Printausgabe der Tiroler Tageszeitung vom Mo, 11.02.2019


Innsbruck-Land

Verzweifelte Suche nach einer Kurzzeitbetreuung für Zirler Mädchen

Beruflich bedingt braucht eine Alleinerziehende für einige Nächte im Jahr eine Betreuung für ihre beeinträchtigte Tochter – eine Herausforderung.

Die kleine Marie ist ein fröhliches, aufgewecktes Kind. Ihre Mutter ist auf der Suche nach einer nächtlichen Kurzzeitbetreuung.

© NorzDie kleine Marie ist ein fröhliches, aufgewecktes Kind. Ihre Mutter ist auf der Suche nach einer nächtlichen Kurzzeitbetreuung.



Von Denise Daum

Zirl – Die siebenjährige Marie ist ein Sonnenschein. Und eine Kämpferin. Die Ärzte prognostizierten kurz nach der Geburt, dass das Mädchen wohl niemals sprechen und laufen können wird. Aber Marie entwickelte sich besser als erwartet, hat gelernt, sich zu verständigen, und saust wild herum. Die kleine Zirlerin besucht das Sonderpädagogische Zentrum und bekommt auch abseits davon vielfältige Therapien.

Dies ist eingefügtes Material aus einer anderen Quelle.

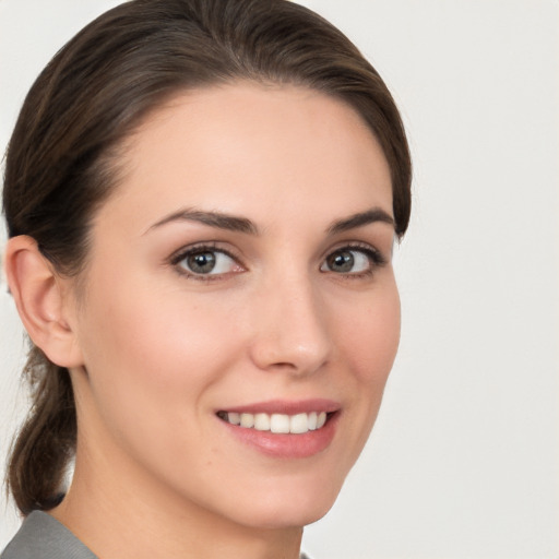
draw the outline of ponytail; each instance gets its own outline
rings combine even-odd
[[[32,389],[32,409],[14,440],[8,465],[8,489],[28,514],[49,510],[62,498],[62,483],[75,452],[75,405],[70,374],[33,346],[24,374]]]

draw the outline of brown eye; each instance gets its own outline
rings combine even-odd
[[[328,267],[331,272],[340,272],[347,274],[354,267],[355,258],[353,251],[344,250],[343,252],[334,252],[326,259]]]
[[[320,270],[336,274],[362,274],[381,263],[381,257],[372,249],[344,248],[329,254]]]

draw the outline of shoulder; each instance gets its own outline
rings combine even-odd
[[[97,559],[66,526],[41,511],[32,512],[0,559]]]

Mama Angelika Norz ist alleinerziehend und berufstätig. Sie hat sich das Leben mit ihrer beeinträchtigten Tochter gut eingerichtet. Nur ein Problem spitzt sich immer mehr zu, je älter Marie wird: Norz ist im Außendienst tätig, was zwar den Vorteil der flexiblen Zeiteinteilung hat. Die Anstellung erfordert jedoch, dass sie rund zehn Nächte im Jahr auswärts verbringen muss. Eine enorme Herausforderung, wie Norz erklärt. „Als Marie kleiner war, habe ich mich mit Freundinnen über diese Nächte gerettet. Aber das wird immer schwieriger. Leider gibt es keine Möglichkeit einer Kurzzeitbetreuung für beeinträchtigte Minderjährige.“ Ihr wurde zwar angeboten, Marie im Elisabethinum in Axams über Nacht unterzubringen. „Das möchte ich aber nicht. Sie kennt dort die Umgebung nicht, hat keine Bezugsperson. Das wäre eine Belastung für sie und für mich“, sagt Norz. Ein gewöhnlicher Babysitter sei für Marie auch nicht geeignet. Das gehe für ein paar Stunden, nicht jedoch für die ganze Nacht inklusive Rituale wie das Zubettbringen.

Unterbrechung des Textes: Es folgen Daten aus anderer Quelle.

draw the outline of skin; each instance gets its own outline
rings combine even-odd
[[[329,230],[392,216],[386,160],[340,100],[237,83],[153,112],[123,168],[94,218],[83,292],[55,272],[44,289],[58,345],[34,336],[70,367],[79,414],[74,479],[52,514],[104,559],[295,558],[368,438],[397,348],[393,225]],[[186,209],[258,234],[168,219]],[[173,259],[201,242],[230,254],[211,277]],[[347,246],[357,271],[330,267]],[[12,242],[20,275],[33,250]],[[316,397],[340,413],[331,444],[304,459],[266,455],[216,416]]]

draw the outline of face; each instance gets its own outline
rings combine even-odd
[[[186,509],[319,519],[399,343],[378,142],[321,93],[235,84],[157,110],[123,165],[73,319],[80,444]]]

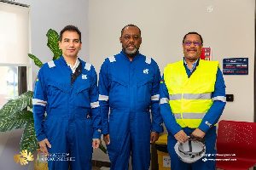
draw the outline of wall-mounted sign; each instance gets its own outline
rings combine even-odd
[[[212,48],[210,47],[202,48],[200,59],[204,60],[212,60]]]
[[[223,60],[224,75],[248,75],[248,58]]]

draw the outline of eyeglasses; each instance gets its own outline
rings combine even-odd
[[[184,44],[186,44],[186,46],[190,46],[192,43],[194,43],[195,46],[199,46],[201,44],[200,42],[185,42]]]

Angelika Norz weiß nicht, wer ihr helfen könnte. Die Situation ist sehr belastend für die Alleinerzieherin. „Es wäre fatal und existenzbedrohend für Marie und mich, wenn ich meinen Beruf verlieren würde, wenn sich keine Lösung für die paar Nächte findet.“

Norz hat sich vor einigen Wochen per Mail an Soziallandesrätin Gabriele Fischer gewandt, um auf das Problem aufmerksam zu machen. „Ich denke nicht, dass ich die Einzige bin, die so ein Problem hat“, betont Norz. Ihr geht es nicht primär um finanzielle Unterstützung, sondern um Hilfestellung bei der Organisation. Von der Landesrätin selbst kam keine Antwort, jedoch von der Sozialabteilung. „Die waren schon bemüht, aber es war keine befriedigende Lösung für mich dabei“, bedauert Norz.

Gegenüber der TT erklärt Fischer, dass es sich in ihren Augen um einen „erweiterten Babysitterdienst“ handelt. Die Sozialabteilung habe Norz mehrere Institutionen genannt, an die sie sich wenden könne. „Sollte es um medizinische Unterstützung gehen, fällt das nicht in meine Zuständigkeit, sondern in jene von Landesrat Bernhard Tilg“, schließt Fischer.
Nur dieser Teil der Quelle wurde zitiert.